Choices: Events/Messaging

Event-Driven APIs

Webhooks

  • Web hooks are a mechanism for sending real-time event notifications from one application to another over HTTP.
  • A receiving application can register a URL to receive notifications when specific events occur in the sending application.
  • Wide range of use cases, such as triggering a notification when a new customer is added or when an order is shipped.
  • Benefits
    • Real-time event notifications, allowing for more immediate and responsive workflows.
    • Lightweight and simple to implement, requiring only a URL to be registered and a notification payload to be sent.
    • Highly customizable, allowing developers to specify which events to receive notifications for and how to process them.
    • WReliable way to receive notifications, as they are delivered over HTTP and can be retried if delivery fails.
  • Costs
    • API provider responsible for failures and retries.
    • Security measures like firewalls may block webhooks.
    • Many events in a burst may cause a webhook to fail or extra complexity.
    • It may be difficult to rewind evens from a webhook if it fails.

Web Sockets

  • Web sockets provide a persistent, bi-directional communication channel between a client and server over a single TCP connection.
  • With web sockets, a client can send and receive real-time data without the need for repeated HTTP requests and responses.
  • Web sockets can be used for a wide range of use cases, such as chat applications or real-time data visualization.
  • Benefits:
    • Real-time, low-latency communication, allowing for highly responsive applications.
    • Single TCP connection, reducing the overhead and complexity of managing multiple connections.
    • Full-duplex communication, allowing data to be sent and received simultaneously.
    • Highly scalable, as they can handle large numbers of concurrent connections.
  • Costs:
    • Client must maintain a persistent connection, which can be difficult to manage or have less reliability.
    • Scaling web sockets can be difficult, as they require a single connection per client.
    • Same-origin policy, which prevents web sockets from being used across domains.

HTTP Streaming

  • HTTP streaming is a mechanism for sending real-time data from a server to a client over HTTP.
  • With HTTP streaming, a server can send data to a client in real-time without the need for repeated HTTP requests and responses.
  • HTTP streaming can be used for a wide range of use cases, such as real-time data feeds or stock tickers.
  • Chunked transfer encoding is a mechanism for sending data in chunks over HTTP.
  • Server-sent events (SSEs) are a mechanism for sending real-time data from a server to a client over HTTP.
  • Use by Twitter for example for messaging updates.
  • Benefits:
    • Provides real-time data delivery, allowing for more immediate and responsive workflows.
    • Single HTTP connection, reducing the overhead and complexity of managing multiple connections.
    • Full-duplex communication, allowing data to be sent and received simultaneously.
    • Highly scalable, as it can handle large numbers of concurrent connections.
  • Costs
    • Bidirectional communication requires a persistent connection, which can be difficult to manage or have less reliability.
    • Buffering can cause delays in data delivery.

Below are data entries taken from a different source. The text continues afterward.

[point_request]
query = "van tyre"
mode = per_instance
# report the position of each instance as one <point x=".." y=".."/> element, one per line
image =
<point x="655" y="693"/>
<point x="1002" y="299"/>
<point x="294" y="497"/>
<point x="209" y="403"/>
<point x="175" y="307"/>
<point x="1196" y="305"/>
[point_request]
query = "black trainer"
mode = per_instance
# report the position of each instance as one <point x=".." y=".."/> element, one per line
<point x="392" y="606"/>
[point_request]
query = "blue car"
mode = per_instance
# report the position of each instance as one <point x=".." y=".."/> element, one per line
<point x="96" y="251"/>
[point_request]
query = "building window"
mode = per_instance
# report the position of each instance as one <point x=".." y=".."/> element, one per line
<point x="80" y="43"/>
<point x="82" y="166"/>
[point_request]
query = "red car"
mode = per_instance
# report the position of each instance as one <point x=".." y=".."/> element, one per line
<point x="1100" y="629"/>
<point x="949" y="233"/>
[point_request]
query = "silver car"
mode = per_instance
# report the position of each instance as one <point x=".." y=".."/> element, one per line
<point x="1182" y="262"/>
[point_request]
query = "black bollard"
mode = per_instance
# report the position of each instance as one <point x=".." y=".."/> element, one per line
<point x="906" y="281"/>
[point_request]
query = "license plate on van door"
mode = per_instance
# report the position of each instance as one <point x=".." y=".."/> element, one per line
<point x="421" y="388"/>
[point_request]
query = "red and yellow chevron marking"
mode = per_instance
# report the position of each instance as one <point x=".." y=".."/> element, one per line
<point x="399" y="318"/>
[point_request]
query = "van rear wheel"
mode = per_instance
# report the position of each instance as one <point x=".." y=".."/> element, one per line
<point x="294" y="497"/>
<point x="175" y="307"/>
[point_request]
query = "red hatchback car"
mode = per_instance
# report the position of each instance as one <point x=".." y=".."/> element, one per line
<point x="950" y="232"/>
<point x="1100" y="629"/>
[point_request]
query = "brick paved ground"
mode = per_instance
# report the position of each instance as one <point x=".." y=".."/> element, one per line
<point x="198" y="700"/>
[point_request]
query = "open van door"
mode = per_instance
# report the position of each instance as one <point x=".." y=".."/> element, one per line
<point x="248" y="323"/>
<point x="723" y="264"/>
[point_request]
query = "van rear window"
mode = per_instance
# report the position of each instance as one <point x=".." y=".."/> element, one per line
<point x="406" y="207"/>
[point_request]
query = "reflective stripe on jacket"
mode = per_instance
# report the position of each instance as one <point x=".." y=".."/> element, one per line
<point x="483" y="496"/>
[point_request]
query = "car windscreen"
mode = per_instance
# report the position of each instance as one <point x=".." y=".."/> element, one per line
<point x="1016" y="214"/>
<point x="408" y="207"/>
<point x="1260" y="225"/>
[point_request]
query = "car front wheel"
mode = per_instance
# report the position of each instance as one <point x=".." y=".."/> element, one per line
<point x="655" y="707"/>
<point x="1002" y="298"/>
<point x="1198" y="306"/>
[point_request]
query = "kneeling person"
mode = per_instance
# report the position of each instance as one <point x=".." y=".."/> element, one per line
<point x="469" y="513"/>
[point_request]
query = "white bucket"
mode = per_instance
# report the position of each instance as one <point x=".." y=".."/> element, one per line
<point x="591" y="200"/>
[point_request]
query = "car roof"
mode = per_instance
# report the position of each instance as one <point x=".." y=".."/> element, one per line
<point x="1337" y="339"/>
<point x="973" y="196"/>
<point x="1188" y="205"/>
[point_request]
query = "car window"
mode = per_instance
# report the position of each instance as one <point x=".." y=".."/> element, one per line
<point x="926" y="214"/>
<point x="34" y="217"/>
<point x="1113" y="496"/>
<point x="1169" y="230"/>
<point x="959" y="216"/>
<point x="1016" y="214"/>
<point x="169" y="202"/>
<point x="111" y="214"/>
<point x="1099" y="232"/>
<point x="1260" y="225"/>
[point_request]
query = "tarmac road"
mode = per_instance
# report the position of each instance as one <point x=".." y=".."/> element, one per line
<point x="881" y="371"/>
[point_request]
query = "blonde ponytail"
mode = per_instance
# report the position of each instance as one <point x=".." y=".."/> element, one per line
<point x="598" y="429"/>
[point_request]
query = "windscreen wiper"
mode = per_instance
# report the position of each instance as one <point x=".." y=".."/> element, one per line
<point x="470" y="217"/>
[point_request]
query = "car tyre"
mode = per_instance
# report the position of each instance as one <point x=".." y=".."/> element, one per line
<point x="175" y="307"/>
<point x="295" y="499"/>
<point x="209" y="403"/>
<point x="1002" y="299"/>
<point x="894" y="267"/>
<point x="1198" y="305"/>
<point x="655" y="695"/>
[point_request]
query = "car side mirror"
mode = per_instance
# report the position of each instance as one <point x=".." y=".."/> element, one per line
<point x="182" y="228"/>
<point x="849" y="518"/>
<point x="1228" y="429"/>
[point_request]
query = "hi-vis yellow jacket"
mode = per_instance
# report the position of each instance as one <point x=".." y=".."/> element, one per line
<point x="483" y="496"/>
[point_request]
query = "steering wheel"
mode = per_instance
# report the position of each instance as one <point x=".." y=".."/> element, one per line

Service Choices: Events/Messaging

Current popular choices include:

  • Apache Kafka: highly scalable event streaming and messaging.
  • AWS SQS: basic message queue.
  • AWS SNS: AWS pub/sub
  • AWS Event Bus: larger scale rule-based pub/sub.

Message Brokers, Reasons to use

  • Organizing Data

    • Message brokers can be used to organize data from different sources and provide a single access point for data.
    • For example, a message broker can be used to compile data from webhooks and APIs and make it available to applications in a single place.
  • Reliable Messaging

    • Message brokers provide reliable messaging by ensuring that messages are delivered in order, with all messages being processed, and in a timely manner.
    • For example, a message broker can be used to ensure that messages sent between two applications are received, processed, and responded to.
  • Load Balancing

    • Message brokers can be used to balance the load of messages across multiple applications.
    • For example, a message broker can be used to distribute messages to multiple applications for processing, ensuring that no single application is overwhelmed by the message load.
  • Integrating Applications

    • Message brokers can be used to integrate applications by providing a central hub for communication.
    • For example, a message broker can be used to enable communication between two different applications, providing a single access point for sending and receiving messages.
  • Scalability

    • Provide scalability by allowing applications to scale up and down as needed.
    • For example, a message broker can be used to add additional applications to a system as needed, ensuring that the system is able to handle increased message load.
  • High Availability

    • Message brokers provide high availability by ensuring that messages are sent and received even when applications fail.
    • For example, a message broker can be used to provide redundancy and failover for applications, ensuring that messages are delivered even if one application fails.
  • Data Transformation

    • Message brokers can be used to transform data from one format to another.
    • For example, a message broker can be used to convert XML data into JSON data, or vice versa.
  • Message Filtering

    • Message brokers can be used to filter messages based on certain criteria.
    • For example, a message broker can be used to filter out messages that contain sensitive information, ensuring that they are not sent to the wrong recipients.
  • Message Routing

    • Message brokers can be used to route messages based on certain criteria.
    • For example, a message broker can be used to route messages to the appropriate application based on the message content.

Top Messaging software

  1. Apache Kafka: An open-source distributed streaming platform that enables real-time data processing, helps in building real-time data pipelines, and allows for the creation of event-driven applications.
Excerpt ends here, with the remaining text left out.